I’m investigating FDB as a database engine for apps that will have a relatively small number of users and relatively small datasets, but which have the following characteristics:
- Users may be spread around the world yet,
- They need low read latencies
- Servers will run on relatively cheap clouds or dedicated machines
I’m wondering what the best configuration is because despite reading the docs a few times and watching the multi-region tech talk by Evan in 2018, I find I’m still not entirely sure. All I want is (say) 3 replicas of the dataset, separated by a WAN, in which the loss of one isn’t fatal, and in which if the database grows an additional machine can be added to each replica to add storage capacity.

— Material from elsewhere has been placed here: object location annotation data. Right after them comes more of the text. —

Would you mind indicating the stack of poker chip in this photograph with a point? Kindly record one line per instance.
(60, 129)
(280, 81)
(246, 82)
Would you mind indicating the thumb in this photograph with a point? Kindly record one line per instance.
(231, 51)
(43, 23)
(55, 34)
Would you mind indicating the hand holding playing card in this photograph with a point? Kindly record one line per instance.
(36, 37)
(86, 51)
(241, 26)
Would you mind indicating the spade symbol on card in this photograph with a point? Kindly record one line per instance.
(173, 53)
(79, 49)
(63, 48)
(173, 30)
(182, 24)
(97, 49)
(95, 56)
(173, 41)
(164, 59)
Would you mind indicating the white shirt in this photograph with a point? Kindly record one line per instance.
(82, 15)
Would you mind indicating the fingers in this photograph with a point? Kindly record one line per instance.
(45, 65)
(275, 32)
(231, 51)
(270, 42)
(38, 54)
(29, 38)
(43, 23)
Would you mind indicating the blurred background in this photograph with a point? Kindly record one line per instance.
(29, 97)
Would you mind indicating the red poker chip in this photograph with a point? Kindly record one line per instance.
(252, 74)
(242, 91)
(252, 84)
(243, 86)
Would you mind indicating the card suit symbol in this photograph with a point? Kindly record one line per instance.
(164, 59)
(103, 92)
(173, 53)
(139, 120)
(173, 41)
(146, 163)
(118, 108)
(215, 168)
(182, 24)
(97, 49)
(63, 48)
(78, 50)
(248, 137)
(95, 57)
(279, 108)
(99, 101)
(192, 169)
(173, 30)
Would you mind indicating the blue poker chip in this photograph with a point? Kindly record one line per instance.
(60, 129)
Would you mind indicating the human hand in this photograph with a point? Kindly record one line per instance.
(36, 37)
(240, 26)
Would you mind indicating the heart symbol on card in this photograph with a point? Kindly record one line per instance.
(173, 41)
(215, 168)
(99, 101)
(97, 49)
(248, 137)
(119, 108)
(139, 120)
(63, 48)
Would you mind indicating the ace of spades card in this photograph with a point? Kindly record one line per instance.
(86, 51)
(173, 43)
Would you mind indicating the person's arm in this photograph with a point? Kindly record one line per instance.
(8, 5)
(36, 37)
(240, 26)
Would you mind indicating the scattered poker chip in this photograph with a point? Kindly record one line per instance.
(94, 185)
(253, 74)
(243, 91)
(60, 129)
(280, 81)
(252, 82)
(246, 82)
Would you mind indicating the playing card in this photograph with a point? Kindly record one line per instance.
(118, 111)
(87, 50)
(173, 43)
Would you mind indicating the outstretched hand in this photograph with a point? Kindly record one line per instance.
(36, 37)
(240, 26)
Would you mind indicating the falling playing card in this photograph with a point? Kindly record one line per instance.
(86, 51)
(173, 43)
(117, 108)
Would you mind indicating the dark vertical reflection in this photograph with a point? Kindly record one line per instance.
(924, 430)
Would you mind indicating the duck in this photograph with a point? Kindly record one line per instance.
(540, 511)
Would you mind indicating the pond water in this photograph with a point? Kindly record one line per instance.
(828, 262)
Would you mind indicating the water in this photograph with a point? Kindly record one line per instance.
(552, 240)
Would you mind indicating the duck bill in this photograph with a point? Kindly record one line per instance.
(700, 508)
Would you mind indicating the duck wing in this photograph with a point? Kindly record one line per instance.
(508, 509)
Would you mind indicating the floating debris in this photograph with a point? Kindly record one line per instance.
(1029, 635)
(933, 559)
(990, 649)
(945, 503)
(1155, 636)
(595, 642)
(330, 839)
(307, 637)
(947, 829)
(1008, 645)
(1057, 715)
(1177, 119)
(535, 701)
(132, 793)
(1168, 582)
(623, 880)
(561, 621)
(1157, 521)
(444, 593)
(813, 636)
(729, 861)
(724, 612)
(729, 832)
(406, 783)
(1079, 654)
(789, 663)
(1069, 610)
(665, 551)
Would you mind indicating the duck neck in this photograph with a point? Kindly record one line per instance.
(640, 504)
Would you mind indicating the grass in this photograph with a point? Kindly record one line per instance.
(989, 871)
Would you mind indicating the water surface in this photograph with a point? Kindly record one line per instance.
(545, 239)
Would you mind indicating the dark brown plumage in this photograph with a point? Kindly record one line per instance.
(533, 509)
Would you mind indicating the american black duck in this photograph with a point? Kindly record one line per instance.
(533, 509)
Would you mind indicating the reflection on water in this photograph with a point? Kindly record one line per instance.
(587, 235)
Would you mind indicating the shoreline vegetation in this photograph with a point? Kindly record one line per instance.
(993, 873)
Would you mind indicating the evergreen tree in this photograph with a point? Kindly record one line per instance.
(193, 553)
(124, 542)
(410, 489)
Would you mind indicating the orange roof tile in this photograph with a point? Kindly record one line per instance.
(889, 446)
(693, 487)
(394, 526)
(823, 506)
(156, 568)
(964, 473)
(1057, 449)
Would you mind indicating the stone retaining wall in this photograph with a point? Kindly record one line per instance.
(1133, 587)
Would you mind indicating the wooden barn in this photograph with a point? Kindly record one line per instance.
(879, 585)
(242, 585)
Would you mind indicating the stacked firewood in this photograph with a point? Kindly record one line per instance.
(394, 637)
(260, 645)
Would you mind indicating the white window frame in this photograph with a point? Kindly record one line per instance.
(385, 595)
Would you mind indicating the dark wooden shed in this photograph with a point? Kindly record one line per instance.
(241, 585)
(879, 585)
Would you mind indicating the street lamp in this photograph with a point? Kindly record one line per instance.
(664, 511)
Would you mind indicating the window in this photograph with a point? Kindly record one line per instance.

- Multi-region sounds good, but, only two regions are supported. But it may be that some projects need at least three (Europe, USA, Asia) and quite possibly more, to ensure app servers are close to users. So it seems this is out.
-
three_data_hall
mode doesn’t seem right, because then you need at least 4 machines to make progress. But I want only 3 to make progress, with 1 lost (they’ll probably be VMs so I expect “loss” to be a rare and user-driven event). - None of the single datacenter modes seem right. E.g.
triple
replication is good but you need 5 machines to make progress. -
three_datacenter
mode therefore seems the best, at least for apps that want low latencies in Asia as well as Europe/USA, or want to split the US into two coastal regions. But it says data is replicated six times, which seems wasteful. Why isn’t it replicated three times? And what if I wanted four datacenters e.g. east-us/west-us/europe/taiwan but am OK with the same level of fault tolerance as 3, i.e. the 4th doesn’t take part in leader election so having an even number isn’t fatal?
Maybe FDB isn’t really designed/optimised for many replicas of a small dataset?